— Сядьте, мачики, — с неприязнью сказала Анна. — Федя, сядьте. Чего вы орете?
— И точно так же — народ! — не унимался Федя. — Да, такой нам попался отец, муж, жена, близкий родственник: вот такой, да — больной, изувеченный, пьющий, пьяный, с катетером, от него плохо пахнет — что сделаем? Скажем «фу, от тебя плохо пахнет»? «Ты пьяный»? Он пьяный, потому что лекарства не помогают — или они недоступны, он их название не понимает, а водка дешевая — ну? что? плюнем в него? посмеемся? скажем, что он похож на животное?..
— Какое-то бесконечное извращение… — пробормотал, передергиваясь, Белявский.
— Мне на-до-е-ло… — пропела Анна. — Мне все это — уже очень давно — на-до-е-ло…

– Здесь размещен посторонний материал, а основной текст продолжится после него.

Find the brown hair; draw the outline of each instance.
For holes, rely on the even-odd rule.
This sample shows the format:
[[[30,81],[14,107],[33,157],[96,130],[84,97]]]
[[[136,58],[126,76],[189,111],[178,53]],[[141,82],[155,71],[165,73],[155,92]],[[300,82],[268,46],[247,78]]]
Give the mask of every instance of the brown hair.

— А вы не думали никогда, что «не-красота», может быть, нам дана для подв… нет, «для подвига» — слишком сильное слово: для усилия, преодоления —
— Обождите! — нашелся Белявский, — то-то, чувствую же, не вяжется: то у вас «богоносец», то пьяный-вонючий — с катетером…
— Что вы вперились в этот катетер, тьфу! — плюнула Анна.
— Не знаю, спроси его, что он вперился. Ну так, может, как-нибудь определитесь? А то что-то концы не сходятся. В ваших прочувствованных речах. Какой-то у вас обо. анный богоносец, ха-ха…
— Была, — сказал Федя своим новым «тихим» голосом, думая, как и прежде, о Леле, но ни к кому особенно не обращаясь, — была такая картина в двадцатых годах, «Коммунист»: великан с красным флагом шагает через дома…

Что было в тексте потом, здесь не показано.